K-nearest neighbour

In statistics, the k-nearest neighbors algorithm (k-NN) is a non-parametric supervised learning method first developed by Evelyn Fix and Joseph Hodges in 1951,^[1] and later expanded by Thomas Cover.^[2] It is used for classification and regression. In both cases, the input consists of the k closest training examples in a data set. The output depends on whether k-NN is used for classification or regression:

In k-NN classification, the output is a class membership. An object is classified by a plurality vote of its neighbors, with the object being assigned to the class most common among its k nearest neighbors (k is a positive integer, typically small).

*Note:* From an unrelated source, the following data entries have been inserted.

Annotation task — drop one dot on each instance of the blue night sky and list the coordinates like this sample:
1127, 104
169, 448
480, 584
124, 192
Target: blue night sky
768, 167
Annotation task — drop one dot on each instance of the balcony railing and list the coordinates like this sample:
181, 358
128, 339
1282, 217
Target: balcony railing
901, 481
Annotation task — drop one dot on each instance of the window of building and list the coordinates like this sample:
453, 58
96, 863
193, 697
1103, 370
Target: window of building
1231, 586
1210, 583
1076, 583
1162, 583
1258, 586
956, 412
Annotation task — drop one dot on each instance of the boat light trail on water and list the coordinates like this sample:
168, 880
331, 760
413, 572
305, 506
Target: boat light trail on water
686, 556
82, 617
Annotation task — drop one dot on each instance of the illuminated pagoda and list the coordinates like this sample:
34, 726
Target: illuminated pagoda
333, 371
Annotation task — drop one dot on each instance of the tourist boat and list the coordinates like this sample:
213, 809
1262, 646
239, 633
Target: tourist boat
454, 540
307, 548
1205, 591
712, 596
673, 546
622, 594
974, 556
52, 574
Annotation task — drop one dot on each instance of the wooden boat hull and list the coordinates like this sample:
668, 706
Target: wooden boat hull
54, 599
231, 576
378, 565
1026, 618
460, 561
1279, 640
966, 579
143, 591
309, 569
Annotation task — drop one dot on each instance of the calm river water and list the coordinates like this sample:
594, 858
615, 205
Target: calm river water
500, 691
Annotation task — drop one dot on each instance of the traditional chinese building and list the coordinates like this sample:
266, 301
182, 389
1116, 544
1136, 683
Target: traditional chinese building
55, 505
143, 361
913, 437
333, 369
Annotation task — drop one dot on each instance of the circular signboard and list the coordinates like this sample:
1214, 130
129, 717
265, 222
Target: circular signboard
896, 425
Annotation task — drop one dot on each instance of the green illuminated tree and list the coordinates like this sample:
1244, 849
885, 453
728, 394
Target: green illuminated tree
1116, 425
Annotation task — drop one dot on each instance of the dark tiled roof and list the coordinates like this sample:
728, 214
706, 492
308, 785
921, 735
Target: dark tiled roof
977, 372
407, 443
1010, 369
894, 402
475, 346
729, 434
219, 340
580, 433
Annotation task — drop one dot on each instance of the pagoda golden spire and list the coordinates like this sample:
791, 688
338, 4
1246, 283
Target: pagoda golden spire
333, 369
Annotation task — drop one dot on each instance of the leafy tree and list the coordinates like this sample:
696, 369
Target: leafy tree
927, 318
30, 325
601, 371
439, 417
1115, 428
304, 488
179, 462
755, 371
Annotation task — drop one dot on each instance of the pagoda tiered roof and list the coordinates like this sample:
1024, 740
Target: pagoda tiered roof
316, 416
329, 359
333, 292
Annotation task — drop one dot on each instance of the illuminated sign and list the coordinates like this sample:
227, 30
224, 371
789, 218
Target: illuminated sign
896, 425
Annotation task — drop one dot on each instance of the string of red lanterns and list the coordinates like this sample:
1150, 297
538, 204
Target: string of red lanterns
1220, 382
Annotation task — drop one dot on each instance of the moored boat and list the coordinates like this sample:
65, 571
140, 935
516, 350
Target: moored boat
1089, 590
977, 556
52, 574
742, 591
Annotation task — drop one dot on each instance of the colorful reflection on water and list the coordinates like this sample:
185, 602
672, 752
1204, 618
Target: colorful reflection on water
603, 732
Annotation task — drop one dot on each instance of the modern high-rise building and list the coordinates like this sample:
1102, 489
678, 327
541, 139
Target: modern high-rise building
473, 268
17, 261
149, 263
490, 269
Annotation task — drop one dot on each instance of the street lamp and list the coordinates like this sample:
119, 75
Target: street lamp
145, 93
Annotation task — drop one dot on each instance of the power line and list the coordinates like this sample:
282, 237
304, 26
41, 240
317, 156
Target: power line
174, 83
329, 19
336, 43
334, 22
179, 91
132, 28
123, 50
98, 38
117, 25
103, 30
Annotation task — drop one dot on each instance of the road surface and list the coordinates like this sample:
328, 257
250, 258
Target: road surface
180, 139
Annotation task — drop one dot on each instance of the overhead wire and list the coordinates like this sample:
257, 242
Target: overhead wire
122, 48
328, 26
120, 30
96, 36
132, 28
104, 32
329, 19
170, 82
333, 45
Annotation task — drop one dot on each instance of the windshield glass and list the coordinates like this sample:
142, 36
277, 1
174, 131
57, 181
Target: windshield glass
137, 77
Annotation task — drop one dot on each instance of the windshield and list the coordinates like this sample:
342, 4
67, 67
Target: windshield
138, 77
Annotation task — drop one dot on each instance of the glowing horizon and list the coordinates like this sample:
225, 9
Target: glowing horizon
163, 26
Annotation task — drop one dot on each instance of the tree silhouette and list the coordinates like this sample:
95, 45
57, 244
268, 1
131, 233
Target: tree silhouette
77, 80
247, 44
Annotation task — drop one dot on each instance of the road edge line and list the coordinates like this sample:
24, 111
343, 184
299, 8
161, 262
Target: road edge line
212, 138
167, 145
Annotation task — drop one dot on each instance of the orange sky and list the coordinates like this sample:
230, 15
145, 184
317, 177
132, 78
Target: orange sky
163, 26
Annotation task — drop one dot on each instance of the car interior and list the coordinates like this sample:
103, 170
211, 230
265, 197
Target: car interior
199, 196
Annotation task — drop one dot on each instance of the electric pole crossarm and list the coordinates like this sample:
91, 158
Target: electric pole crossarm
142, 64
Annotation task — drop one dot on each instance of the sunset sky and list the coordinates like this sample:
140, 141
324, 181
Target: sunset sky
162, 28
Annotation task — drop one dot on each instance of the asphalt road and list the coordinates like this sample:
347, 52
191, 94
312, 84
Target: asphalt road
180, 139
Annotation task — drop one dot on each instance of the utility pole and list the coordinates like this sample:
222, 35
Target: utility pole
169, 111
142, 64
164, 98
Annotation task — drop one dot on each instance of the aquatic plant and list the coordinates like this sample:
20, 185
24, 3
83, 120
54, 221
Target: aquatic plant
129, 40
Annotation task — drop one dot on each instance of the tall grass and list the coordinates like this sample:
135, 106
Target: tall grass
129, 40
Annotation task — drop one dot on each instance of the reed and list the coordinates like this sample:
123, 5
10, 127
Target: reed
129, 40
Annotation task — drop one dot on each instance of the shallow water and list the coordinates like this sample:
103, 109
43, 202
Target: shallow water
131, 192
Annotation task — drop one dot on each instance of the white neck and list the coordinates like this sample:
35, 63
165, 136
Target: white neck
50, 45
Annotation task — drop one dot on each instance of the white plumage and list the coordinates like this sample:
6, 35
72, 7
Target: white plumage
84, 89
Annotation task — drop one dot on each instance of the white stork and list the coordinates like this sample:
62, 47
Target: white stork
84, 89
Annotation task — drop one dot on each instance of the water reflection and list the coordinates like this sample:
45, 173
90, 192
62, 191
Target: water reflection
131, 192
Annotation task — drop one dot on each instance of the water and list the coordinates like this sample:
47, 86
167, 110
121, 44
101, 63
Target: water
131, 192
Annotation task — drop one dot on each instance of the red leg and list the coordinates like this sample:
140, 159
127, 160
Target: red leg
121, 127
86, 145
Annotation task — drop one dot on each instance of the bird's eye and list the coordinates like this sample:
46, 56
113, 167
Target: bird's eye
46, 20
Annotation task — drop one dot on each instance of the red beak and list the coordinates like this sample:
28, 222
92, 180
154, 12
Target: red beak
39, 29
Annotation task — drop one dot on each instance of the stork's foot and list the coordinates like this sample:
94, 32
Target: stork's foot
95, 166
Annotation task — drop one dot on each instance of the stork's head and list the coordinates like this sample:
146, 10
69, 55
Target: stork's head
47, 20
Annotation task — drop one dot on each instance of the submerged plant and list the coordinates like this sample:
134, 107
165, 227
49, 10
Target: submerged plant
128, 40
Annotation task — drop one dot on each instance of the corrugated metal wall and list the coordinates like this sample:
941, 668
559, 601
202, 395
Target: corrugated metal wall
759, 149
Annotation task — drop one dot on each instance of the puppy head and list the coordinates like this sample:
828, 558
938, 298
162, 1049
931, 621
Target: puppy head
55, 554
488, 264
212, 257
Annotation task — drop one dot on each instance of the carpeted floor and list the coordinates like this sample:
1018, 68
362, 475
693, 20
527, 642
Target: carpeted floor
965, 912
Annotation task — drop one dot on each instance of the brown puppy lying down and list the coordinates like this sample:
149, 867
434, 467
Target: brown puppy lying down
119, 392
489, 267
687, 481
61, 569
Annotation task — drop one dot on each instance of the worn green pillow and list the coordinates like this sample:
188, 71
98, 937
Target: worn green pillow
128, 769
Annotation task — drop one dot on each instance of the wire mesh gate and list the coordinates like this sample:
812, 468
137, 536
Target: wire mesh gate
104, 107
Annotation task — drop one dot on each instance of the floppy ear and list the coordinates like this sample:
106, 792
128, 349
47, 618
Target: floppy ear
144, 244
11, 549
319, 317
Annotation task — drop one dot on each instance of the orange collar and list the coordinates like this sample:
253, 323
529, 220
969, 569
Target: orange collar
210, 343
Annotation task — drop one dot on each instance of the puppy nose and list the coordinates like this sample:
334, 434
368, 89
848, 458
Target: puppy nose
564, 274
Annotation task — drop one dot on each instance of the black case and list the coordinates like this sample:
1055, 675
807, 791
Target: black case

If k = 1, then the object is simply assigned to the class of that single nearest neighbor.
In k-NN regression, the output is the property value for the object. This value is the average of the values of k nearest neighbors. If k = 1, then the output is simply assigned to the value of that single nearest neighbor.

k-NN is a type of classification where the function is only approximated locally and all computation is deferred until function evaluation. Since this algorithm relies on distance for classification, if the features represent different physical units or come in vastly different scales then normalizing the training data can improve its accuracy dramatically.^[3]

Both for classification and regression, a useful technique can be to assign weights to the contributions of the neighbors, so that the nearer neighbors contribute more to the average than the more distant ones. For example, a common weighting scheme consists in giving each neighbor a weight of 1/d, where d is the distance to the neighbor.^[4]

The neighbors are taken from a set of objects for which the class (for k-NN classification) or the object property value (for k-NN regression) is known. This can be thought of as the training set for the algorithm, though no explicit training step is required.

A peculiarity of the k-NN algorithm is that it is sensitive to the local structure of the data.

Statistical setting

Suppose we have pairs $(X_{1},Y_{1}),(X_{2},Y_{2}),\dots ,(X_{n},Y_{n})$ taking values in $\mathbb {R} ^{d}\times \{1,2\}$ , where $Y$ is the class label of $X$ , so that $X|Y=r\sim P_{r}$ for $r=1,2$ (and probability distributions $P_{r}$ ). Given some norm $\|\cdot \|$ on $\mathbb {R} ^{d}$ and a point $x\in \mathbb {R} ^{d}$ , let $(X_{(1)},Y_{(1)}),\dots ,(X_{(n)},Y_{(n)})$ be a reordering of the training data such that $\|X_{(1)}-x\|\leq \dots \leq \|X_{(n)}-x\|$ .

Algorithm

Example of k-NN classification. The test sample (green dot) should be classified either to blue squares or to red triangles. If *k = 3* (solid line circle) it is assigned to the red triangles because there are 2 triangles and only 1 square inside the inner circle. If *k = 5* (dashed line circle) it is assigned to the blue squares (3 squares vs. 2 triangles inside the outer circle).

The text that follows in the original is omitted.